Mit der Hilfe mehrerer Mitwirkender startete das Team von Feminist Frequency die Spiele- und Online-Belästigungs-Hotline, die im August 2020 der Öffentlichkeit zugänglich gemacht wurde. Jeder, der in der Videospielindustrie tätig ist – Spieler, Streamer, Entwickler – konnte den vertraulichen Textnachrichtendienst nutzen. Jae Lin, Hotline-Direktor und Programmmanager bei Feminist Frequency, leitete das Projekt. Mitarbeiter eines Callcenters, das auf psychische Gesundheit und Suizidprävention spezialisiert ist, wurden laut Lin in videospielspezifischen Themen geschult, um diese Hotline-Nachrichten zu beantworten.

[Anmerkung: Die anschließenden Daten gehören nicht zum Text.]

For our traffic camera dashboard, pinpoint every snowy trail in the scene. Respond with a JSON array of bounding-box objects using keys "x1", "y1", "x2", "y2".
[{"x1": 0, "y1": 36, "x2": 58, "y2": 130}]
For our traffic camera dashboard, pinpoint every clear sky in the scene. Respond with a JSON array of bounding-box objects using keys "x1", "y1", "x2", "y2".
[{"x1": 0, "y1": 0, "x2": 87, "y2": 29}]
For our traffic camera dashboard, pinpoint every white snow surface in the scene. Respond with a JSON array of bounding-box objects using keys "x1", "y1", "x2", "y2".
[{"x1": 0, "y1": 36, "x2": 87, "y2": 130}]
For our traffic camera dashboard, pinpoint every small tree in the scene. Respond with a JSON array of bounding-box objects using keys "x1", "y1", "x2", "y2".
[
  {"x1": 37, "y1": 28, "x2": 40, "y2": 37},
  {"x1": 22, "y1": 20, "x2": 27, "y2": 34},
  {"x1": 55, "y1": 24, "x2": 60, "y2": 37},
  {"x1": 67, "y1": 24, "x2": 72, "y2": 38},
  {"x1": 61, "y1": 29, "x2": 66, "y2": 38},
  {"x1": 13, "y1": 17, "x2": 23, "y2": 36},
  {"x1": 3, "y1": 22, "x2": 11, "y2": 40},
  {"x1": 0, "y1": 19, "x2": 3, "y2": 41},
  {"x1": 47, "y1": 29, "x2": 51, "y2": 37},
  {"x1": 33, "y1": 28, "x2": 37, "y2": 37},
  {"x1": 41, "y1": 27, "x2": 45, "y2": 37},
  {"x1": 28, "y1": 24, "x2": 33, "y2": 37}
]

Es ist schwierig, den Erfolg der Hotline zu quantifizieren. Alle Gespräche sind anonym, und selbst die Auswirkungen der Hotline auf eine einzelne Person sind schwer zu beurteilen, sagte Lin. Es ist nur ein Gespräch, bevor eine Person weitergeht, und sie wird möglicherweise nie wieder eine SMS senden. Und wenn sie es tun würden, würden die Mitarbeiter es nie erfahren – alles ist anonym. „Aber wir haben gehört, dass es überraschend und erfrischend war, einen Raum zu finden, der speziell für Spiele war“, sagte Lin. „Es ist ein Raum für Spiele, in dem sie mit so viel Mitgefühl und Empathie empfangen werden konnten. Es hat leicht neu definiert, wie ein Spiele-Community-Raum aussehen könnte.“

Der Support-Community-Raum erstreckte sich auch auf den Arbeitsplatz der Hotline selbst, wobei das Team in stressigen und stark frequentierten Situationen zusammenkam, um die emotionale Last von allem zu tragen.

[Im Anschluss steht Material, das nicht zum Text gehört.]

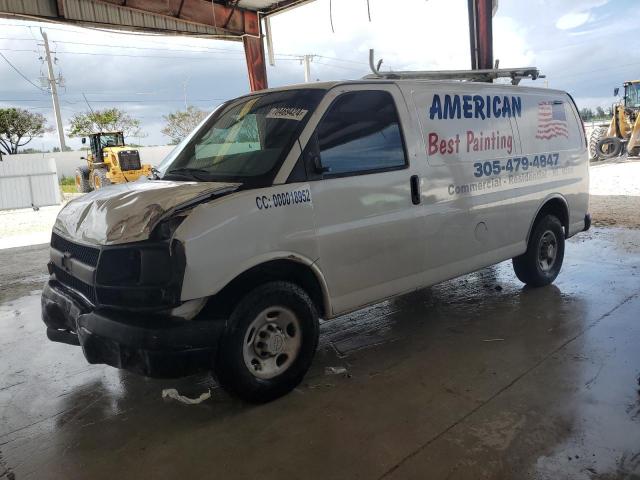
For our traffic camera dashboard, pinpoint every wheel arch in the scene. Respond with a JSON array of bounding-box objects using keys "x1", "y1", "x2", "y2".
[
  {"x1": 527, "y1": 193, "x2": 569, "y2": 244},
  {"x1": 207, "y1": 254, "x2": 332, "y2": 318}
]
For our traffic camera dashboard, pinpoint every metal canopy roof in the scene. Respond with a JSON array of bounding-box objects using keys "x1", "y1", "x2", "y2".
[{"x1": 0, "y1": 0, "x2": 313, "y2": 40}]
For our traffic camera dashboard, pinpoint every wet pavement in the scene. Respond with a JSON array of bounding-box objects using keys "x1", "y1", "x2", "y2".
[{"x1": 0, "y1": 228, "x2": 640, "y2": 480}]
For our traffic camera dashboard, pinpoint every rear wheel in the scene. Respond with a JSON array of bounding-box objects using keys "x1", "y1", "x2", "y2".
[
  {"x1": 513, "y1": 215, "x2": 564, "y2": 287},
  {"x1": 76, "y1": 166, "x2": 91, "y2": 193},
  {"x1": 596, "y1": 137, "x2": 624, "y2": 160},
  {"x1": 214, "y1": 282, "x2": 319, "y2": 403},
  {"x1": 90, "y1": 168, "x2": 111, "y2": 190}
]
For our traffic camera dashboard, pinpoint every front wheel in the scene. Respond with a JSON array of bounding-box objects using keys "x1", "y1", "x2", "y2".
[
  {"x1": 214, "y1": 282, "x2": 319, "y2": 403},
  {"x1": 513, "y1": 215, "x2": 564, "y2": 287}
]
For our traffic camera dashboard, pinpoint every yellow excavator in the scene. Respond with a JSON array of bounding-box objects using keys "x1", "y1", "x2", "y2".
[
  {"x1": 76, "y1": 132, "x2": 151, "y2": 193},
  {"x1": 589, "y1": 80, "x2": 640, "y2": 160}
]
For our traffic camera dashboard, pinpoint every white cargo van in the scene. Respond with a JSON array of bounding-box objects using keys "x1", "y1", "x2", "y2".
[{"x1": 42, "y1": 80, "x2": 590, "y2": 402}]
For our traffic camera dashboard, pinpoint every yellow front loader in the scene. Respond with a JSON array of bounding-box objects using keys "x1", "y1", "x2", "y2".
[
  {"x1": 589, "y1": 80, "x2": 640, "y2": 160},
  {"x1": 76, "y1": 132, "x2": 151, "y2": 192}
]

„Wir sind wirklich dankbar, dass wir für einige Menschen der einzige Ort waren, an dem sie über diese Dinge sprechen konnten“, sagte Lin. „Es herrscht ein großes Stigma rund um sexuelle Gewalt, und Schweigegebote sind in dieser Branche nicht ungewöhnlich. Viele Menschen hatten das Gefühl, dass sie an anderen Orten nicht darüber sprechen konnten. Es war so kraftvoll, dass wir dafür da waren und einander unterstützen konnten. Wir konnten all diese sekundäre Traumata und emotionalen Wellen gemeinsam teilen und ertragen, sodass es nicht zu schwer wurde und keiner von uns daran zerbrach.“

Lin und Sarkeesian waren überrascht festzustellen, dass auch Personen, die anderen in der Branche Schaden zugefügt hatten, die Hotline nutzten. „Wir waren auf Menschen vorbereitet, die belästigt wurden, aber überhaupt nicht auf Menschen, die die Belästigung verursachten“, sagte Sarkeesian. Die beiden mussten schnell Entscheidungen über diese Art von Nachrichten treffen: Was tun wir? Die Hotline wurde als Raum für Opfer geschaffen, aber sie erkannten schnell, dass transformatorische Gerechtigkeit auch dort eine Rolle spielte.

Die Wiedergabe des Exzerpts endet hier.